As a relative newcomer I like the idea of Int(x)
replacing int(x)
. It seems odd that the base types follow different rules from the types I create, although I guess they don't since a constructor is different from conversion.
Also I find it odd that Int
and int
exist, and float
exists, but Float
does not.
I just got bit by this trying to do an Int32(frames)
. The "type cannot be constructed" error wasn't particularly helpful as I was doing the conversion inside a new(), so I thought it was the object I was constructing that had the problem until a google search set me straight.
Just a ping.
Bump. I'd love to see this go in 0.3. The sooner we get rid of int()
, the better IMO to help code get moved over and have a consistent style of using typenames as constructors.
+1
I've been thinking a little more about the conversion process and wonder if a little syntax would help here. We have x::Type
which does a typeassert, but I wonder if we could allow it, or a similar syntax, to do a rewrite to convert(Type,x)
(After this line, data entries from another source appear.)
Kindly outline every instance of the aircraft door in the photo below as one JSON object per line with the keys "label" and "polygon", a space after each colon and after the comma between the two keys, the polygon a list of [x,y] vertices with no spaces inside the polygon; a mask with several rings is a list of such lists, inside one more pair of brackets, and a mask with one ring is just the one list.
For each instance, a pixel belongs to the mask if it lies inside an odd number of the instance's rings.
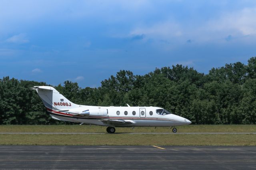
{"label": "aircraft door", "polygon": [[146,117],[146,109],[140,108],[140,117]]}

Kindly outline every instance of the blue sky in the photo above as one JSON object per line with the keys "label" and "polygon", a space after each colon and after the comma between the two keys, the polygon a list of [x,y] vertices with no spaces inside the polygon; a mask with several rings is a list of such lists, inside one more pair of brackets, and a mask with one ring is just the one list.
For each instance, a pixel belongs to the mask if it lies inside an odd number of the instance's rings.
{"label": "blue sky", "polygon": [[0,1],[0,77],[98,87],[120,70],[207,73],[256,56],[255,0]]}

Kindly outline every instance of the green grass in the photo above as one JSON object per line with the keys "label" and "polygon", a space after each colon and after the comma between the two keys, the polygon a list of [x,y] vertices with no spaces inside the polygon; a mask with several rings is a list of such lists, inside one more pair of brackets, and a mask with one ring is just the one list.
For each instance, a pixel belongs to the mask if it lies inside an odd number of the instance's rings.
{"label": "green grass", "polygon": [[0,134],[1,145],[256,146],[254,134]]}
{"label": "green grass", "polygon": [[[190,125],[178,132],[256,132],[255,125]],[[105,132],[88,125],[0,125],[0,132]],[[116,132],[171,132],[168,127],[117,128]],[[255,134],[0,134],[0,145],[256,146]]]}
{"label": "green grass", "polygon": [[[256,132],[256,125],[189,125],[176,127],[178,132]],[[0,132],[105,132],[106,127],[89,125],[0,125]],[[171,132],[168,127],[116,128],[117,132]]]}

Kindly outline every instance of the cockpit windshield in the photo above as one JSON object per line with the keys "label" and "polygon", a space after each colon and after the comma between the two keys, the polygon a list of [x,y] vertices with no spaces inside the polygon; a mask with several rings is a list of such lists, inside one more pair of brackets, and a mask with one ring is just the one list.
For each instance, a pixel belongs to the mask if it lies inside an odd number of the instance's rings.
{"label": "cockpit windshield", "polygon": [[169,115],[170,114],[171,114],[171,113],[170,113],[166,110],[162,109],[157,109],[156,113],[159,115]]}

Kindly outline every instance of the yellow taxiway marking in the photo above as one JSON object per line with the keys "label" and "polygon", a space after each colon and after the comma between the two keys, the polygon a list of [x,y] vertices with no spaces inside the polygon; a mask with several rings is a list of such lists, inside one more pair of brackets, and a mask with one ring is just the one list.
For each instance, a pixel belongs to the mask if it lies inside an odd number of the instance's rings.
{"label": "yellow taxiway marking", "polygon": [[159,148],[161,149],[166,149],[165,148],[161,148],[161,147],[158,146],[157,146],[152,145],[152,146],[155,147],[156,148]]}

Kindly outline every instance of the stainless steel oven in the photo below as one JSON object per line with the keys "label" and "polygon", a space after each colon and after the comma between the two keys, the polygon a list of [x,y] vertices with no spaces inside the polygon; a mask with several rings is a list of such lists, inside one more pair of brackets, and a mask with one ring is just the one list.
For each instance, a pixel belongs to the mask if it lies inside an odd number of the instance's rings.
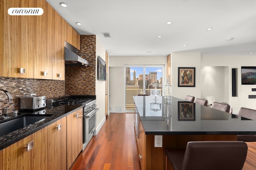
{"label": "stainless steel oven", "polygon": [[96,128],[96,112],[99,109],[96,108],[96,102],[92,101],[84,107],[83,151],[92,138]]}

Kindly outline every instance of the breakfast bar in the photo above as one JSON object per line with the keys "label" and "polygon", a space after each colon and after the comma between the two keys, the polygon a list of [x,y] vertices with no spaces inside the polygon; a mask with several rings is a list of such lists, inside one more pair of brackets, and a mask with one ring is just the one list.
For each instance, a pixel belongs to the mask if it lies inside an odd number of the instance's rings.
{"label": "breakfast bar", "polygon": [[[134,96],[134,100],[142,170],[164,169],[165,148],[184,148],[190,141],[236,141],[237,135],[256,134],[256,121],[210,107],[174,97],[169,104],[162,96]],[[157,135],[162,140],[155,147]]]}

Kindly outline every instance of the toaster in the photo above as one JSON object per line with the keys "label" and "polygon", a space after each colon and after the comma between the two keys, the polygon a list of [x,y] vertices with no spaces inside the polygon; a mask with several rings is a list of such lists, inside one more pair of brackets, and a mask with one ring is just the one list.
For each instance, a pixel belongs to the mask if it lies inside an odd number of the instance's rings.
{"label": "toaster", "polygon": [[32,96],[20,98],[20,109],[36,110],[45,108],[46,97]]}

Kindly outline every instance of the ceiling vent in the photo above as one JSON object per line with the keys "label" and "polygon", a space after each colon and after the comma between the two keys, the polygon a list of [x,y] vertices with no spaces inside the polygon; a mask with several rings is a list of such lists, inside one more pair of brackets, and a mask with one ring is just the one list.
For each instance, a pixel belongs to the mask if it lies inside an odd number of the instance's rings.
{"label": "ceiling vent", "polygon": [[102,35],[105,38],[111,38],[111,35],[110,35],[110,33],[102,33]]}

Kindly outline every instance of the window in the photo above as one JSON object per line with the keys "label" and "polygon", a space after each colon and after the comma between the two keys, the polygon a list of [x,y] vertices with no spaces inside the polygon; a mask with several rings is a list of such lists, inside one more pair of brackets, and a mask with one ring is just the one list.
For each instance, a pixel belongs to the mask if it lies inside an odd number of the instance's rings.
{"label": "window", "polygon": [[150,95],[150,89],[162,89],[164,65],[126,65],[126,110],[133,110],[133,96]]}

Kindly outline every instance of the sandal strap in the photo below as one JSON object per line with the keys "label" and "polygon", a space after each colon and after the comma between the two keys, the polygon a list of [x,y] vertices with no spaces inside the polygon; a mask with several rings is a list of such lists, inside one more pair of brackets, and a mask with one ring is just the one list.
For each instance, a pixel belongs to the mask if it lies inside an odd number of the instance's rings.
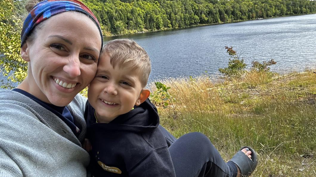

. Something along the following:
x:::Type => convert(Type,x) #use three colons
Type::x => convert(Type,x) #use two colons in front
t = [1:10]
t:::Array{Float64} == [1.0:10.0]
or
Array{Float64}::t == [1.0:10.0]
I know it's mostly sugar, but a lot of other languages have syntax for casts, so it may be worth considering.
Bikeshed: ::
is not that visually distinct from :::
. My brain just says, "that's a lot of dots."
Good point. I also dont' know if the preceeding ::
is any better than what most other languages do:
(Int) x
(Array{Float64}) x
We have special syntax for other functions, and convert
is certainly pretty special so syntax for it seems reasonable. I'm just not sure what it should be or if anything good is available. Maybe x@@Int
, or x=>Int
?
What does the syntax add? Is the idea that writing x as Int
or whatever would replace all of int
, Int
, and x->convert(Int,x)
?
That's the idea, yes. Then you don't have to provide explicit int()
or Int()
or any fallbacks at all. As long as the right convert()
methods are defined, the syntax takes care of the rest.
I like x=>Int
, if that wouldn't mess with Dicts too much.
I like Int(x)
as syntax for converting x
to an integer the most.
Hah, touché. I do too.
I agree @tknopp, but what about arrays? Array{Int}(x)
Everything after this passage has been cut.